UAV-Assisted Joint Data Collection and Wireless Power Transfer for Batteryless Sensor Networks

TL;DR

This paper proposes a UAV-assisted system for joint data collection and wireless power transfer to batteryless sensors, using deep reinforcement learning to optimize UAV trajectory and power for improved data volume and energy efficiency.

Contribution

It introduces a novel DRL-based optimization framework for UAV-assisted WPT and data collection in batteryless sensor networks, addressing non-convexity and dynamic environmental challenges.

Findings

Outperforms benchmark schemes in data collection volume

Achieves higher fairness among sensors

Reduces UAV energy consumption

Abstract

The development of wireless power transfer (WPT) and Internet of Things (IoT) offers significant potential but faces challenges such as limited energy supply, dynamic environmental changes, and unstable transmission links. This paper presents an unmanned aerial vehicle (UAV)-assisted data collection and WPT scheme to support batteryless sensor (BLS) networks in remote areas. In this system, BLSs harvest energy from the UAV and utilize the harvested energy to transmit the collected data back to the UAV. The goal is to maximize the collected data volume and fairness index while minimizing the UAV energy consumption.

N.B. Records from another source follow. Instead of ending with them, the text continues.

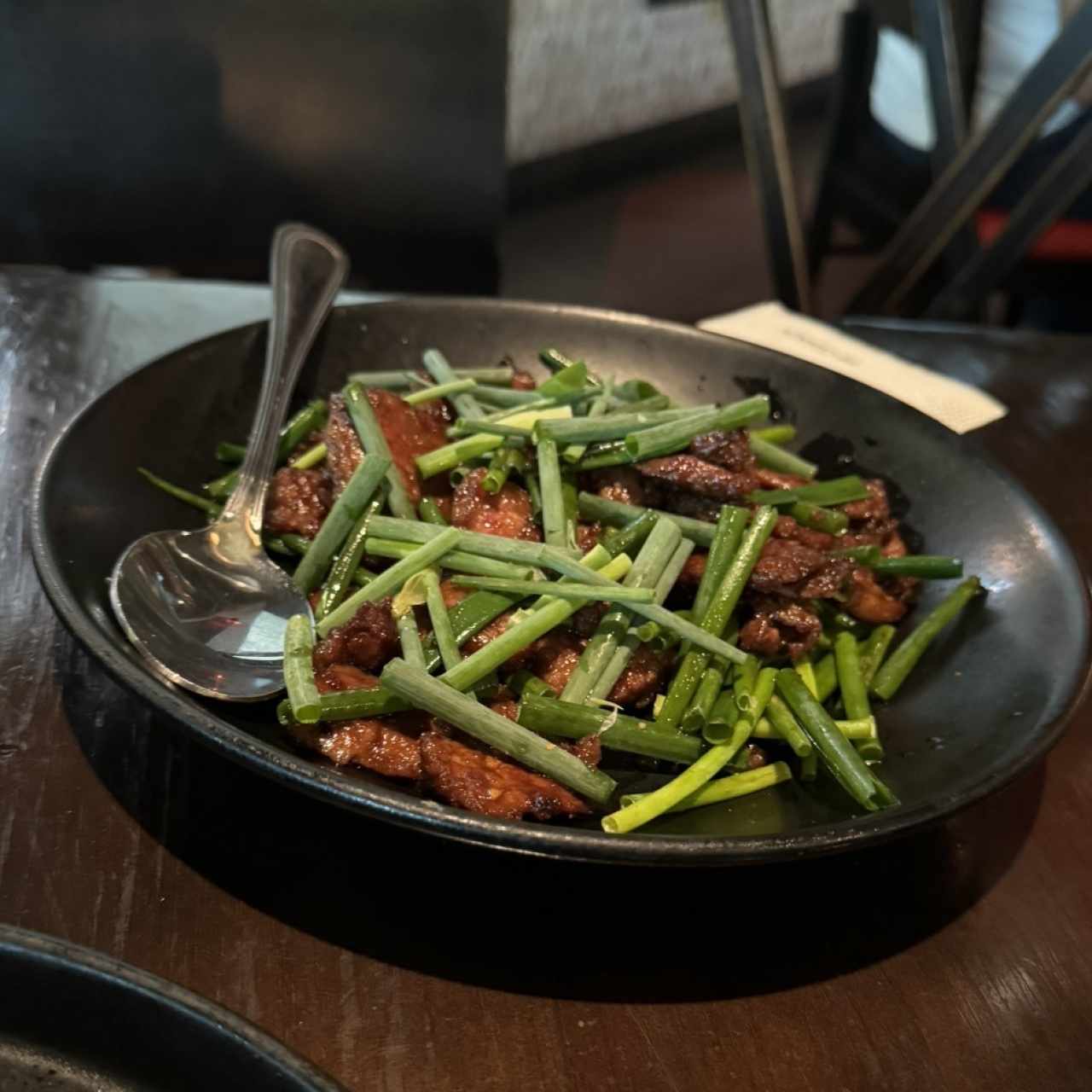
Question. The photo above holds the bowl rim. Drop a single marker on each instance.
(393, 805)
(113, 974)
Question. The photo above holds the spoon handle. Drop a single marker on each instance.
(307, 269)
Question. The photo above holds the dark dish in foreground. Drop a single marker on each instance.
(711, 593)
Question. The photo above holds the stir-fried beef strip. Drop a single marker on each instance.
(787, 527)
(373, 745)
(343, 445)
(694, 475)
(589, 751)
(729, 450)
(780, 627)
(389, 747)
(623, 484)
(872, 603)
(478, 781)
(642, 678)
(553, 658)
(507, 514)
(409, 430)
(297, 502)
(367, 640)
(783, 564)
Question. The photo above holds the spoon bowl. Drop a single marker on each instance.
(207, 608)
(207, 614)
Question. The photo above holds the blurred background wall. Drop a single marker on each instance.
(585, 71)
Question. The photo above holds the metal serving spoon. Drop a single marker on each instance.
(207, 608)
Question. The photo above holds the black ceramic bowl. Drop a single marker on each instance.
(73, 1019)
(987, 700)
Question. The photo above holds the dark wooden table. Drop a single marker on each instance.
(958, 959)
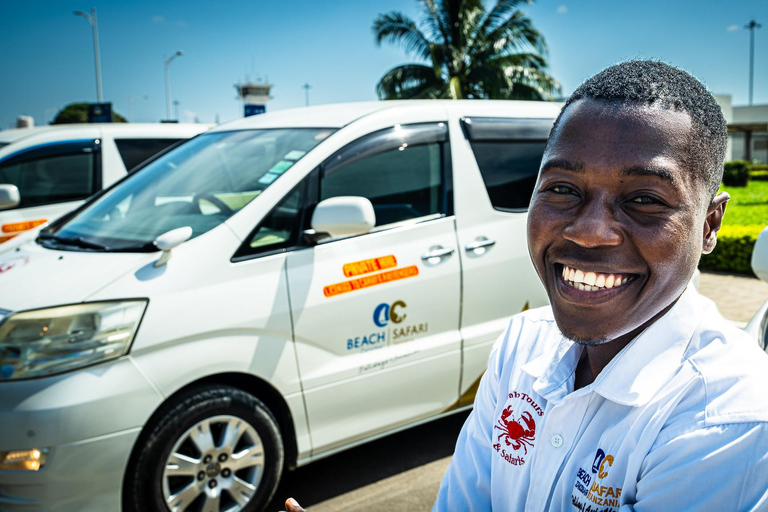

To achieve these objectives, an optimization problem is formulated to jointly optimize the transmit power and UAV trajectory. Due to the non-convexity and dynamic nature of the problem, a deep reinforcement learning (DRL)-based algorithm is proposed to solve the problem. Specifically, this algorithm integrates prioritized experience replay and the performer module to enhance system stability and accelerate convergence. Simulation results demonstrate that the proposed approach consistently outperforms benchmark schemes in terms of collected data volume, fairness, and UAV energy consumption.